The construction industry faced the highest rate of insolvencies in the year to April 2024, with 4,401 companies in England and Wales declaring insolvency. Tight funding, high labour costs, and political uncertainty contributed to the rise, with further increases expected in Q3 2024.
The construction industry experienced the highest rate of insolvencies in the year leading up to April 2024, according to data from the Insolvency Service.
A total of 4,401 construction companies in England and Wales declared insolvency during this period, accounting for 18 percent of all business insolvencies. This number is nearly 500 more than the wholesale and retail sector, which had 3,906 insolvencies. The accommodation and food service sector followed closely, with 3,821 insolvencies.
In April 2024 alone, 399 construction businesses registered for insolvency, a significant increase from 315 in March.
Kelly Boorman, RSM UK’s national head of construction, noted that construction businesses are struggling with tight funding conditions. Interest rates have not decreased as quickly as needed, and rising labour costs are squeezing profit margins. Boorman highlighted that while project pipelines are growing, the lack of access to working capital and the time required to mobilize are major factors contributing to the high number of insolvencies.
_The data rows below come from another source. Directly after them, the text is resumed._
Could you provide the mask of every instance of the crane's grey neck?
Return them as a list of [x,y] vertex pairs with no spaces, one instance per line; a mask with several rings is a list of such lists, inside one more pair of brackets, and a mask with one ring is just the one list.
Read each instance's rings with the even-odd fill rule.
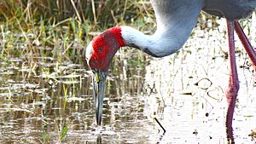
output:
[[[121,26],[121,34],[125,45],[137,48],[154,57],[163,57],[175,53],[189,37],[202,9],[201,5],[188,4],[172,11],[170,9],[164,11],[158,9],[159,5],[154,5],[157,20],[157,30],[154,34],[145,35],[134,28]],[[170,9],[172,10],[172,8]]]

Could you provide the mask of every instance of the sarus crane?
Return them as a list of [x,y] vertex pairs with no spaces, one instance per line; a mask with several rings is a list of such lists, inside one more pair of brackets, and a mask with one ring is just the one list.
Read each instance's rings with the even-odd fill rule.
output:
[[[249,16],[256,8],[256,0],[151,0],[157,29],[145,35],[130,26],[112,27],[93,38],[86,49],[85,58],[93,76],[96,123],[101,124],[103,95],[109,63],[120,47],[138,49],[154,57],[170,55],[182,48],[195,27],[201,10],[227,20],[230,78],[225,92],[228,103],[227,130],[232,130],[232,119],[239,81],[236,65],[234,31],[236,32],[252,64],[256,66],[256,52],[247,38],[238,20]],[[232,130],[227,130],[228,137]]]

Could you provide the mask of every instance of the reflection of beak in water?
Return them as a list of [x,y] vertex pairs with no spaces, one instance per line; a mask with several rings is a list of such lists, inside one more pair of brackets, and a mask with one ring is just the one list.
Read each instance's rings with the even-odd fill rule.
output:
[[96,122],[98,125],[101,125],[107,72],[93,70],[93,95],[96,105]]

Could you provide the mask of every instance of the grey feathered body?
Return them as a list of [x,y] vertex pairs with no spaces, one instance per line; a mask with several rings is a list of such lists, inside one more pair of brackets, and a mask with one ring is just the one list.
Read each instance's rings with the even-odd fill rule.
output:
[[122,27],[127,46],[137,48],[154,57],[177,51],[189,37],[201,10],[229,20],[248,16],[256,8],[256,0],[151,0],[157,30],[144,35],[131,27]]

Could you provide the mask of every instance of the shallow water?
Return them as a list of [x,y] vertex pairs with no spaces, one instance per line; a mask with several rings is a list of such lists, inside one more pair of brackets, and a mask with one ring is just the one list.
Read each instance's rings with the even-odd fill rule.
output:
[[[52,59],[38,62],[38,69],[24,58],[1,62],[0,143],[227,143],[227,42],[225,21],[218,23],[218,28],[198,26],[182,50],[165,58],[119,51],[102,127],[96,125],[89,70]],[[256,143],[248,136],[256,128],[255,79],[239,41],[236,46],[235,141]]]

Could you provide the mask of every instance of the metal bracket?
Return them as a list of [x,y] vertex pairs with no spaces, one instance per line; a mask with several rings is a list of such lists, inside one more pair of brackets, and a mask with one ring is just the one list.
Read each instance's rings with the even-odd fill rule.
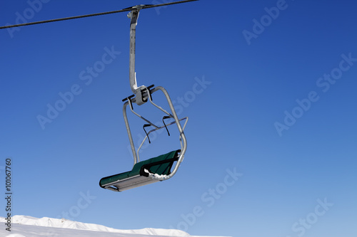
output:
[[136,35],[136,25],[138,24],[139,13],[145,5],[138,5],[133,6],[133,11],[129,14],[130,21],[130,60],[129,60],[129,79],[130,88],[135,94],[136,100],[136,103],[141,105],[147,102],[147,99],[143,96],[141,91],[146,88],[145,86],[138,87],[136,83],[136,73],[135,72],[135,43]]

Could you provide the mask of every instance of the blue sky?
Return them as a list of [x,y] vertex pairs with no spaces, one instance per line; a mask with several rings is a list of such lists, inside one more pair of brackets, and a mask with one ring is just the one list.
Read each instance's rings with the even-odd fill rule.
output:
[[[0,25],[163,2],[6,1]],[[143,10],[138,84],[168,90],[189,117],[188,146],[173,179],[122,193],[98,183],[133,162],[121,113],[126,14],[1,30],[0,167],[11,157],[13,214],[191,235],[355,236],[356,6],[201,0]],[[137,141],[143,122],[130,118]],[[142,159],[177,144],[164,133],[154,142]]]

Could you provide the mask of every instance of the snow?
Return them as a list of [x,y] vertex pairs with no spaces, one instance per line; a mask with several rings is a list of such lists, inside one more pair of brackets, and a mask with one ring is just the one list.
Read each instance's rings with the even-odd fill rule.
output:
[[[0,222],[5,222],[5,218],[0,217]],[[169,230],[146,228],[141,230],[118,230],[104,226],[85,223],[78,221],[57,219],[48,217],[41,218],[14,216],[11,218],[11,231],[0,228],[0,236],[6,237],[198,237],[191,236],[179,230]],[[204,237],[204,236],[201,236]]]

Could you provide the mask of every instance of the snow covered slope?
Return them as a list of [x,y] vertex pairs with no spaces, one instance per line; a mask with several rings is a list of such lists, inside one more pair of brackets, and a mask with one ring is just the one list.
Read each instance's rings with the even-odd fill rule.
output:
[[[4,217],[0,217],[0,222],[5,222]],[[14,216],[11,218],[11,231],[5,229],[2,224],[0,236],[6,237],[198,237],[191,236],[186,232],[178,230],[159,228],[144,228],[141,230],[118,230],[92,223],[72,221],[64,218],[56,219],[48,217],[41,218]],[[203,237],[203,236],[201,236]]]

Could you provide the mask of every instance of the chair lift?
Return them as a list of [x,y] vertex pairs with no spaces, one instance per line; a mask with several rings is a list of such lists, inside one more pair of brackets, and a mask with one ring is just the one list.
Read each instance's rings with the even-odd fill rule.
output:
[[[170,3],[168,4],[186,1],[192,1],[192,0],[181,1],[178,2]],[[159,4],[158,6],[163,5],[164,4]],[[133,152],[134,165],[131,171],[106,177],[102,178],[100,180],[99,186],[101,187],[114,191],[122,191],[159,181],[167,180],[171,178],[172,177],[174,177],[174,175],[175,175],[177,170],[178,169],[180,164],[183,160],[183,156],[187,148],[187,141],[185,134],[183,133],[183,130],[185,129],[185,127],[186,125],[188,117],[186,117],[181,119],[179,119],[178,117],[171,100],[170,99],[167,91],[163,87],[157,86],[154,88],[154,85],[151,85],[149,87],[146,87],[144,85],[138,87],[136,83],[136,77],[135,73],[135,41],[136,28],[139,14],[140,10],[141,10],[142,9],[151,8],[154,6],[156,6],[156,5],[135,6],[129,8],[132,9],[132,11],[128,14],[128,18],[131,19],[129,79],[130,87],[134,95],[131,95],[123,100],[123,102],[124,102],[124,105],[123,106],[123,115],[126,127],[126,131],[128,132],[128,136],[129,138],[130,146]],[[161,107],[157,105],[153,102],[152,94],[158,90],[161,90],[165,95],[170,107],[171,112],[165,110]],[[166,115],[162,118],[162,126],[157,126],[156,125],[150,122],[143,116],[139,115],[134,110],[133,105],[134,103],[137,105],[142,105],[146,103],[148,101],[149,101],[151,104],[154,105],[156,108],[160,110]],[[135,115],[138,116],[146,122],[147,122],[143,126],[146,136],[144,138],[141,144],[136,151],[133,141],[131,132],[130,130],[128,117],[126,116],[126,107],[128,107],[128,105],[129,105],[130,110]],[[174,121],[169,124],[166,124],[165,120],[169,118],[172,118],[174,120]],[[183,124],[183,126],[181,126],[180,122],[183,120],[185,120],[185,122]],[[169,135],[170,135],[167,127],[174,124],[177,125],[177,128],[178,129],[178,132],[180,134],[179,140],[181,143],[181,149],[141,162],[139,155],[139,151],[146,139],[148,139],[149,142],[150,142],[149,135],[158,130],[166,128]],[[145,127],[154,127],[154,129],[147,132],[145,130]],[[174,166],[174,163],[175,162],[176,162],[176,163]],[[171,172],[171,168],[173,167],[173,166],[174,169]]]

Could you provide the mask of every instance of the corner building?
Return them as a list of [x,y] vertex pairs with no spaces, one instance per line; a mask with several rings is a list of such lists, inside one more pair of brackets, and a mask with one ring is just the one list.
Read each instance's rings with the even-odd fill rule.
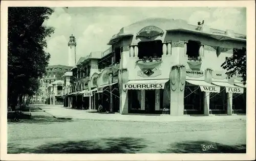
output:
[[[221,67],[234,48],[246,47],[245,35],[182,20],[147,19],[122,28],[108,45],[110,64],[99,61],[98,87],[107,85],[109,93],[118,89],[121,114],[245,113],[241,76],[228,79]],[[111,99],[111,108],[117,101]]]

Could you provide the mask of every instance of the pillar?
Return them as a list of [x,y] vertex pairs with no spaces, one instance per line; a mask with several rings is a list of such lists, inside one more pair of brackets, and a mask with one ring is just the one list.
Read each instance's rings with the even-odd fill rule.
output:
[[55,105],[55,95],[54,95],[54,96],[53,96],[53,102],[52,102],[52,103],[53,103],[53,105]]
[[[130,47],[127,45],[123,44],[121,48],[121,59],[120,62],[120,69],[126,68],[130,60]],[[131,47],[131,48],[133,47]],[[133,53],[134,54],[134,53]],[[131,56],[131,57],[134,57]],[[121,114],[128,114],[128,90],[123,89],[123,84],[127,83],[129,79],[128,70],[125,71],[119,71],[118,72],[118,85],[119,86],[119,108],[120,113]]]
[[141,102],[140,104],[140,109],[141,110],[145,110],[145,90],[142,90],[141,93]]
[[70,97],[70,107],[73,108],[73,97]]
[[160,90],[156,90],[155,94],[155,110],[160,110]]
[[112,86],[109,86],[110,88],[110,112],[113,112],[113,94],[112,94]]
[[184,67],[171,67],[170,77],[170,114],[171,116],[183,116],[184,89],[186,80]]
[[121,114],[128,114],[128,90],[126,90],[125,92],[122,91],[121,91],[120,94],[120,101],[119,101],[119,107],[120,107],[120,113]]
[[92,110],[92,96],[89,97],[89,110]]
[[209,116],[210,109],[210,92],[204,92],[204,115]]
[[233,93],[227,93],[227,115],[232,115],[232,108],[233,106]]
[[83,94],[82,95],[82,109],[83,108]]

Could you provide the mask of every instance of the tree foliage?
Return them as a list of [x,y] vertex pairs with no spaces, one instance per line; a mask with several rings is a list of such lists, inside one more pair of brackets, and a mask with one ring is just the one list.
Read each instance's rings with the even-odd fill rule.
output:
[[47,7],[8,8],[8,105],[16,105],[20,95],[34,94],[46,73],[50,55],[44,50],[45,38],[54,30],[43,23],[53,12]]
[[58,71],[56,73],[56,77],[57,78],[57,80],[63,80],[63,75],[65,73],[65,72],[63,71]]
[[229,78],[233,75],[240,75],[243,78],[242,82],[246,83],[246,49],[234,49],[233,56],[226,57],[225,62],[221,65],[223,69],[227,70],[226,74]]

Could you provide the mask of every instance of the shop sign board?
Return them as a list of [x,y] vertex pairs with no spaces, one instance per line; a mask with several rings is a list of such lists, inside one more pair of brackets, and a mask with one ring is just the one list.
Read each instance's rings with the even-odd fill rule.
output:
[[244,89],[242,88],[226,87],[226,92],[234,93],[243,93]]
[[234,78],[238,81],[242,81],[243,80],[243,77],[241,75],[237,75],[234,76]]
[[123,84],[123,88],[127,90],[150,90],[160,89],[164,88],[164,83],[163,84]]
[[200,86],[200,89],[203,92],[220,93],[220,87],[218,86]]
[[83,97],[90,97],[93,96],[92,92],[87,92],[83,93]]
[[98,87],[97,88],[97,93],[102,93],[103,92],[103,87]]
[[212,78],[217,79],[224,79],[226,78],[227,75],[224,72],[214,71],[212,71]]
[[204,71],[202,70],[195,70],[190,69],[187,69],[186,75],[192,77],[200,77],[204,76]]

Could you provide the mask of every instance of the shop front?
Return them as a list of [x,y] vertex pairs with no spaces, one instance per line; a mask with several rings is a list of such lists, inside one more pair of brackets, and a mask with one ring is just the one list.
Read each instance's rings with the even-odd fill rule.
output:
[[243,92],[233,94],[232,108],[234,114],[245,114],[246,113],[246,85],[243,84],[241,76],[234,76],[234,85],[237,87],[242,88]]
[[[119,112],[119,96],[117,82],[101,86],[97,88],[95,95],[97,95],[98,103],[103,105],[103,102],[108,100],[109,106],[112,106],[113,112]],[[112,101],[111,101],[112,100]]]
[[[168,98],[164,92],[169,79],[129,81],[123,84],[128,93],[128,113],[161,114],[164,100]],[[168,99],[167,99],[168,101]]]
[[220,92],[211,96],[211,113],[231,115],[234,110],[233,96],[242,95],[244,89],[232,85],[232,80],[227,79],[227,75],[223,71],[212,72],[211,84],[220,87]]
[[184,114],[208,116],[211,114],[214,97],[221,91],[220,86],[211,84],[211,70],[208,69],[186,70]]

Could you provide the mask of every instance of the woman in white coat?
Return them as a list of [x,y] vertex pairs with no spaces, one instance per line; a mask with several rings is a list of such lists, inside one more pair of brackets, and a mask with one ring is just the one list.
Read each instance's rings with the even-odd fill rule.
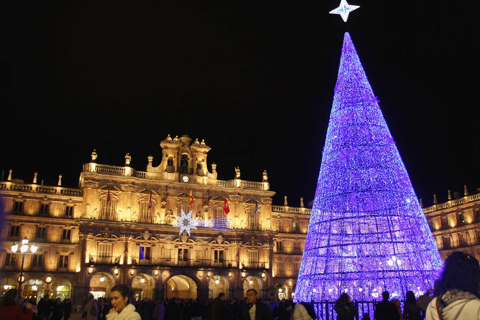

Boorman also pointed to political uncertainty, extended payment times within the supply chain, and expected labour shortages in the summer months as additional challenges. RSM UK anticipates a further increase in construction insolvencies in the third quarter of 2024.
Boorman emphasized the need for the next government to prioritize de-risking the supply chain, reducing payment terms, and providing clear infrastructure planning and spending. These measures would help businesses make more informed and long-term growth decisions when bidding for projects.
Notable companies that became insolvent in the year to April 2024 include Buckingham Group, Henry Construction, and Readie.
Jo Streeten, managing director for building and places at Aecom, also predicted a challenging second half of the year. She mentioned that fluctuating output and a slowing economy in April could delay the rate cuts needed to ease pressure on balance sheets. Streeten added that the upcoming election might bring improved conditions through a new infrastructure strategy and a more effective planning system. However, contractors will need to continue managing costs effectively until increased demand, potentially driven by greater political certainty, materializes.